L’art de vivre est tissé de rythmes. Celui des âges de la vie, de l’inspir et de l’expir, du jour et de la nuit, de l’activité et du repos. Ces rythmes nous mettent en résonance avec le monde. Ils sont le fondement d’une écologie sociale, le cadre de nos vies familiales, militantes, spirituelles. Toute vie nouvelle commence par des ruptures avec la manière d’habiter le temps. Arracher la durée de nos vies à tout ce qui réduit le monde au seul jeu de la production et de la consommation demeure un combat permanent. C’est la condition pour retrouver nos sources de créativité. C’est l’enjeu prioritaire de nos résistances et de nos libérations, car les vrais maîtres du monde sont les maîtres des horloges. Tous ceux qui n’ont pas étouffé en eux le goût de vivre ne sauraient se satisfaire de la résignation du temps vide, de la crispation sur le temps qui fuit, de la fuite en avant à la recherche du temps perdu. Ce que nous avons à vivre est à la fois le temps de la rupture et le temps de la naissance. Peut-être est-ce là le sens profond du temps libéré comme on parle de la libération d’une femme grosse d’un nouvel être humain. Toute naissance est déchirement, fragilité mais aussi joie de la vie qui gagne malgré et contre tout. Nous sommes loin de la “ civilisation des loisirs ” annoncée à la fin des trente glorieuses, nous sommes en face d’un travail de recomposition du temps et du sens.
Nous sommes appelés à vivre le temps des inventeurs.

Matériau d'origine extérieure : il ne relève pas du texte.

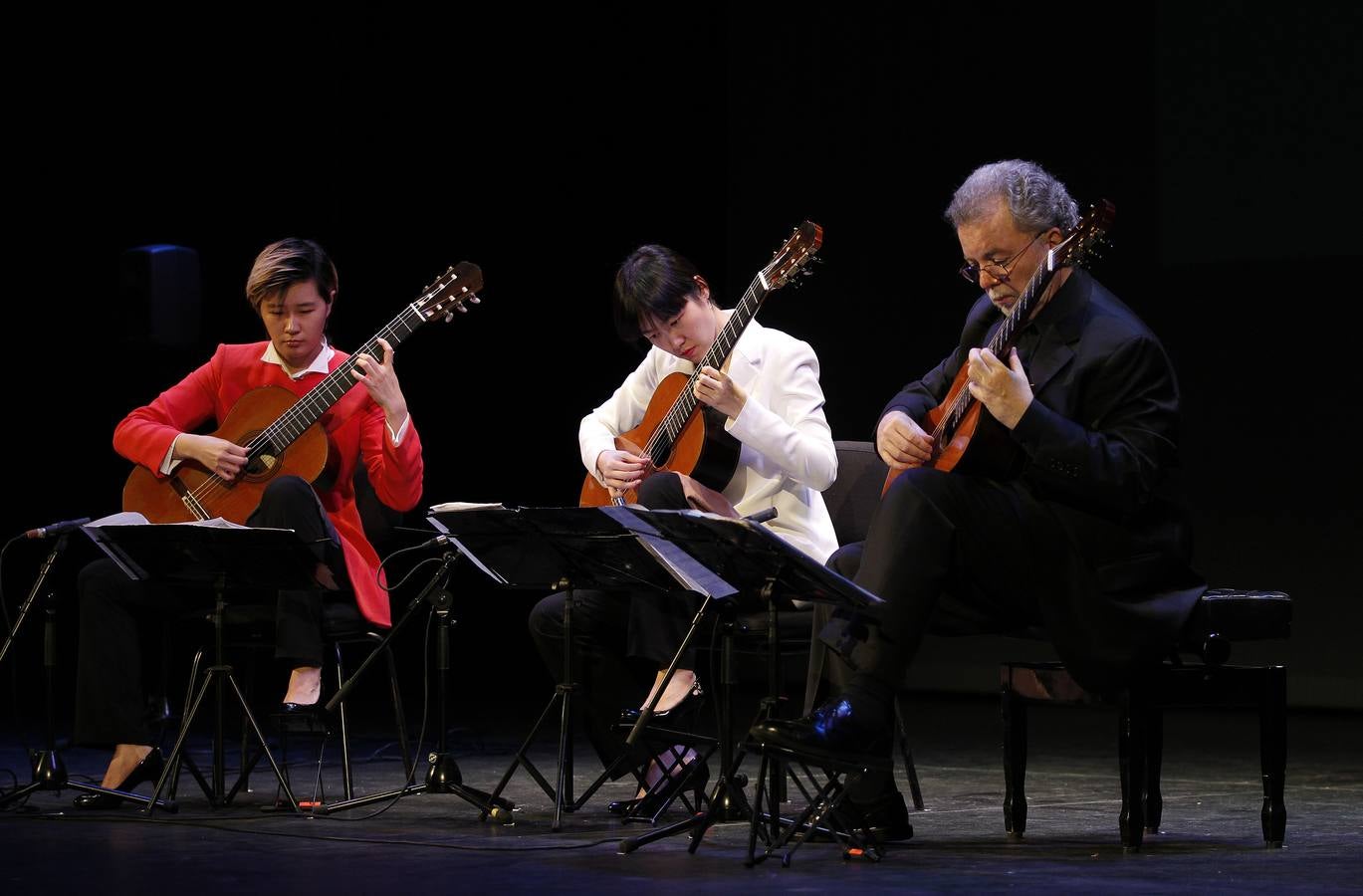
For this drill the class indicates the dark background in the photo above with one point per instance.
(546, 149)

Ce qui meurt, c’est bien le temps quantifié et monétarisé de l’individu, atome social attendant du « sens de l’histoire“ ou de la ”croissance » une sorte d’automaticité du lien social. Nous avons à faire le deuil de ces idoles qui nous ont fait croire être dispensés de la responsabilité d’inventer, dans la quotidienneté, mille rapports nouveaux aux êtres, aux travaux et aux jours.
(1) Georges SOROS : le défi de l’argent, éditions Plon 1996. Existe en édition de poche.